Une thèse digne de ce nom doit pouvoir être réfutée. Or Soral, qui dénonce la main des Juifs derrière l'assassinat de Kennedy, le 11-Septembre, les assassinats commis par Merah, l'incendie de Notre-Dame ou encore le Covid (liste non exhaustive), a trouvé un moyen d'immuniser ses fixettes contre la réfutation : tous les éléments factuels, sérieux, documentés, qui contredisent sa croyance qu'il existe un petit groupe de Juifs qui détiendraient « le pouvoir » (« le pouvoir sur la communauté juive et le pouvoir tout court », prend-il soin de préciser) sont réputés nuls et non avenus car produit soi-disant sous le contrôle dudit « pouvoir ». « Toutes vos références, oppose-t-il à Guénolé, sont faites par des gens qui sont validés par le pouvoir ». CQFD. On reconnaît là le grand tour de passe-passe du complotisme : si l'on ne peut pas prouver le complot, ce n'est pas que le complot n'existe pas, c'est qu'« ils » sont très forts !

Soral n'a pas inventé le complotisme antijuif. Il ne fait que répéter un credo stupide et criminel qu'il identifie à une pensée. Rien ne pourra jamais le convaincre du contraire puisque son antisémitisme désinhibé est au fond la seule chose qu'il le rende intéressant aux yeux du public et fait qu'on parle de lui. Soral n'a toutefois pas l'excuse d'ignorer que ce qu'il prône a conduit au pire. Mais cela non plus il ne pourra jamais l'admettre. Car il passerait, au choix, pour un sot ou un salaud. Raison pour laquelle on peut prédire sans risque qu'il ne renoncera jamais à nier la réalité de la Shoah.

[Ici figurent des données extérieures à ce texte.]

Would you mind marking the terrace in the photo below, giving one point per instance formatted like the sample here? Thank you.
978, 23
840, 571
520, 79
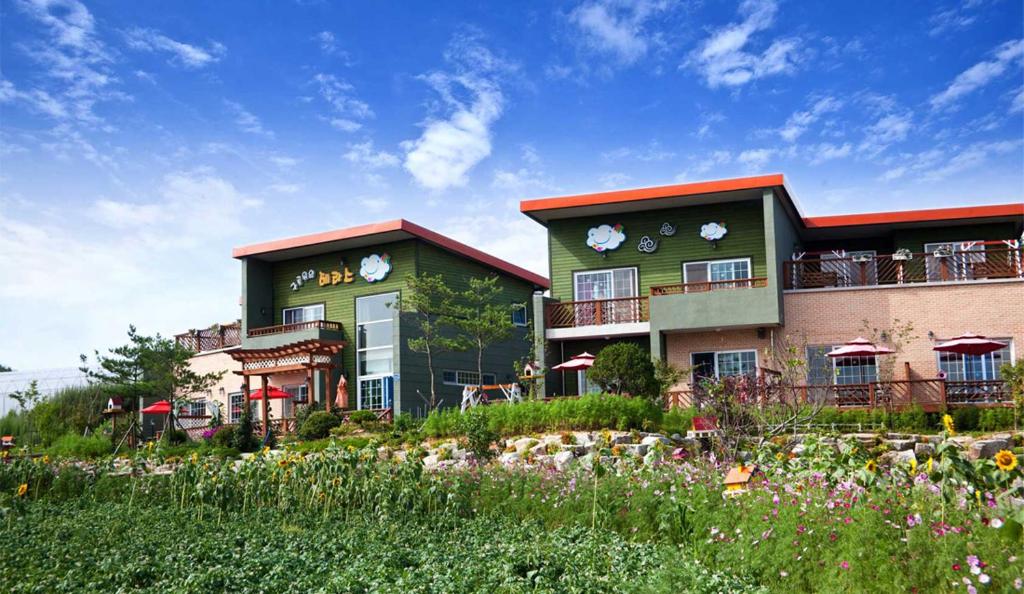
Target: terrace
960, 263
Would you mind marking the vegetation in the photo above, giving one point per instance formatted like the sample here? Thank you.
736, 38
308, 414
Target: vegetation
625, 368
590, 412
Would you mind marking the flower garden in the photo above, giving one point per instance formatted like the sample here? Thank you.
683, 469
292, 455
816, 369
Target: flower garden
823, 514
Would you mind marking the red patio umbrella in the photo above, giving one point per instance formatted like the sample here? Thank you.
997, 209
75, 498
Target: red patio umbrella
582, 361
970, 343
859, 347
275, 394
159, 408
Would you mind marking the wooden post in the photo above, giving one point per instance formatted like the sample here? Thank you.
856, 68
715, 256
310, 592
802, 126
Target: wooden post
263, 404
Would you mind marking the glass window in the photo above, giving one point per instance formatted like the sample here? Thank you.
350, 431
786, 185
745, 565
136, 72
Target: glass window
961, 368
519, 314
856, 370
596, 285
303, 313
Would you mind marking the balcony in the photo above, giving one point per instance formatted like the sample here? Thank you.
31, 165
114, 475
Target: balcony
217, 337
274, 336
620, 316
903, 268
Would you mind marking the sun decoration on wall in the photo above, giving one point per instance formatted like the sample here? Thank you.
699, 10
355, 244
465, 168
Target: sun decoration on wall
605, 238
375, 267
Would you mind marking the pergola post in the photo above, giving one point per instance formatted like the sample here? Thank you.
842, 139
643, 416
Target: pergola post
263, 404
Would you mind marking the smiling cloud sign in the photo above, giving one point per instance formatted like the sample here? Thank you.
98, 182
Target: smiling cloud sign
605, 238
375, 267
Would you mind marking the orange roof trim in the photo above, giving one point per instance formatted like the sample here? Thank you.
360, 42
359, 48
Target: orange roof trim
391, 226
934, 214
652, 193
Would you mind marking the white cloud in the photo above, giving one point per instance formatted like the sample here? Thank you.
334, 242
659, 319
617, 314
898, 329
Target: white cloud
616, 27
980, 74
756, 158
374, 204
971, 158
365, 156
828, 152
187, 55
246, 120
798, 123
451, 146
724, 61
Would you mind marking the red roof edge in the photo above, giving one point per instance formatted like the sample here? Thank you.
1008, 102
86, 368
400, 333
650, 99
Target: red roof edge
388, 226
621, 196
933, 214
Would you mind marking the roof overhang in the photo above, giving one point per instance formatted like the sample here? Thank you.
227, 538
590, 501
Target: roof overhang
716, 192
373, 235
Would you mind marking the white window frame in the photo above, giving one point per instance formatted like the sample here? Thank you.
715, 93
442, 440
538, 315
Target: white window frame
360, 379
517, 307
304, 309
708, 263
610, 272
462, 380
987, 370
757, 359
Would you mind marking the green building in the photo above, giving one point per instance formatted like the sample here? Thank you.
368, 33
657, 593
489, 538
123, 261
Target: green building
318, 307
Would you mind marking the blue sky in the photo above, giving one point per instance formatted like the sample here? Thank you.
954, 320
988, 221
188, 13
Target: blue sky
139, 142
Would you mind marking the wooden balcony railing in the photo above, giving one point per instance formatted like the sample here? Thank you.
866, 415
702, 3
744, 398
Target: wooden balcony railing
931, 394
596, 312
708, 286
220, 336
896, 269
283, 328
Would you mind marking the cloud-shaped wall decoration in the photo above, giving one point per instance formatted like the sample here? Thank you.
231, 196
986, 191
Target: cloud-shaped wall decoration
375, 267
605, 238
713, 231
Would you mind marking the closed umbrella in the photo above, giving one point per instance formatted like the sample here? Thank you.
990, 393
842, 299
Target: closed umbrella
970, 343
859, 347
582, 361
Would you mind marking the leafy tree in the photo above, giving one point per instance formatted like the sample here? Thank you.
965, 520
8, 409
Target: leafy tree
481, 320
625, 368
148, 367
430, 300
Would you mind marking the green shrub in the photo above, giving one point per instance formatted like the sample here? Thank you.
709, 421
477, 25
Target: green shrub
74, 446
478, 433
318, 425
625, 368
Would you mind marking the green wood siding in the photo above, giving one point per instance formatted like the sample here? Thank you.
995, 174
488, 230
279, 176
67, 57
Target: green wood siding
568, 251
339, 299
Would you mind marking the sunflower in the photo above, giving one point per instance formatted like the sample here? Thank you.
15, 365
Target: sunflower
947, 422
1006, 460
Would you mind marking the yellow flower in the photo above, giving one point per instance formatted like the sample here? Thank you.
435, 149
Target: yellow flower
947, 422
1006, 460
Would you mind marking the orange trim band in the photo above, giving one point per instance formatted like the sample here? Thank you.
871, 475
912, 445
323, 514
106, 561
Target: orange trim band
391, 226
934, 214
651, 193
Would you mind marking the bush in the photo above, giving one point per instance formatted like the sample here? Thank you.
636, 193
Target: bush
74, 446
317, 425
625, 368
478, 433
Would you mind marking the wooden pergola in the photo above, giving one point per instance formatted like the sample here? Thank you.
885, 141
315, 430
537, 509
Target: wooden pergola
309, 355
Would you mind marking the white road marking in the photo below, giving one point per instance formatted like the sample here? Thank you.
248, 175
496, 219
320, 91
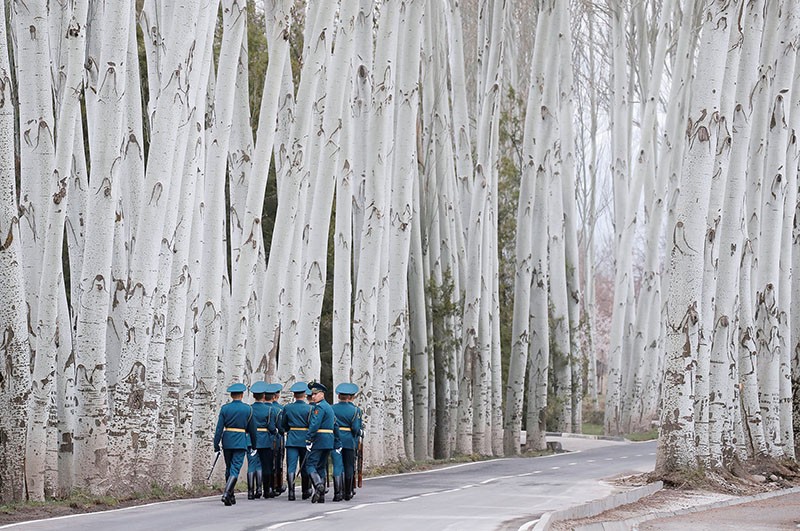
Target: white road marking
528, 525
431, 471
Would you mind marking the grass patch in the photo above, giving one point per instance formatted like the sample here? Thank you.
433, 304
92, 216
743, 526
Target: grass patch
83, 501
649, 435
590, 428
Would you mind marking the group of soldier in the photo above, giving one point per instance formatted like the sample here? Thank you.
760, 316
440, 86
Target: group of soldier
308, 432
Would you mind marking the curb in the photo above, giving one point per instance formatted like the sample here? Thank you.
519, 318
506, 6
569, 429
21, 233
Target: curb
596, 507
632, 523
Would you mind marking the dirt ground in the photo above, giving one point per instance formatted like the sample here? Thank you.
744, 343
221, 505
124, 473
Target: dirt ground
24, 512
682, 493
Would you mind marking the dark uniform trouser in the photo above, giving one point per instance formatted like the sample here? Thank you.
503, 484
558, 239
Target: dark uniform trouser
316, 466
233, 461
233, 464
265, 455
294, 456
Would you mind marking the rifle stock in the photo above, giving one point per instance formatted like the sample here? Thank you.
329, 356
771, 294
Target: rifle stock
277, 454
360, 461
212, 466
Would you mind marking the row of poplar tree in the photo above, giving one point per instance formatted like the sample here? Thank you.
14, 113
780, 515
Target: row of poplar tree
167, 218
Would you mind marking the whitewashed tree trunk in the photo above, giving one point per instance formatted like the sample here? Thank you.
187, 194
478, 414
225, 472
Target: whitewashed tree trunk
404, 175
462, 135
676, 448
160, 177
360, 102
329, 165
625, 204
96, 282
521, 333
723, 335
286, 252
37, 143
15, 349
568, 183
366, 306
475, 346
51, 287
779, 61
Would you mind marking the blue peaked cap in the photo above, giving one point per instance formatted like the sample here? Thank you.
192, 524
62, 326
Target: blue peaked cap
316, 386
259, 387
237, 388
299, 387
346, 388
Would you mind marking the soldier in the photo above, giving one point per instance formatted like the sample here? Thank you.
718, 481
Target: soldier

Prenons l'un des arguments phares de Soral, celui dont il se sert depuis vingt-cinq ans et qu'il a resservi vendredi soir chez ses amis de GPTV : l'antisémitisme, c'est la faute des Juifs. « Il n'y a pas d'effet sans cause », martèle-t-il, « il y a de l'antisémitisme parce qu'il y a des Juifs ! Et partout où il y a des Juifs, il y a toujours de l'antisémitisme. »

Il eût fallu lui répondre que l'antisémitisme n'a pas besoin des Juifs réels et que c'est même l'une des spécificités de cette haine. Aussi étonnant que cela puisse paraître, on trouve des sentiments antijuifs parfois virulents dans des pays vides de Juifs. La Pologne communiste, où la campagne « antisioniste » de 1968 s'est déchaînée contre une communauté réduite à quelques dizaines de milliers de personnes, en fournit une illustration bien connue des historiens – au point que le journaliste Paul Lendvai a pu forger, dans un livre publié en 1971, l'expression d'« antisémitisme sans Juifs ». Le Japon en offre un autre exemple : les Protocoles des Sages de Sion y ont connu des succès de librairie répétés et le négationnisme a pu y prospérer alors que la communauté juive y est pour ainsi dire inexistante. « Si le Juif n'existait pas, l'antisémite l'inventerait » a écrit Sartre.

Trois heures de débat Soral/Guénolé sur une chaîne complotiste ont-ils permis au public de mieux comprendre ce qu'était l'antisémitisme ? On peut en douter. Une chose est sûre : l'appeau à curieux a fonctionné. Avec plus de 400 000 vues en moins de vingt-quatre heures, GPTV a gagné un coup de projecteur inespéré et même un peu d'argent puisqu'on a compris au cours du débat que des internautes pouvaient payer la chaîne pour que leur question soit posée en direct. Combattre l'antisémitisme en contribuant à alimenter la caisse d'une chaîne complotiste, il suffisait d'y penser.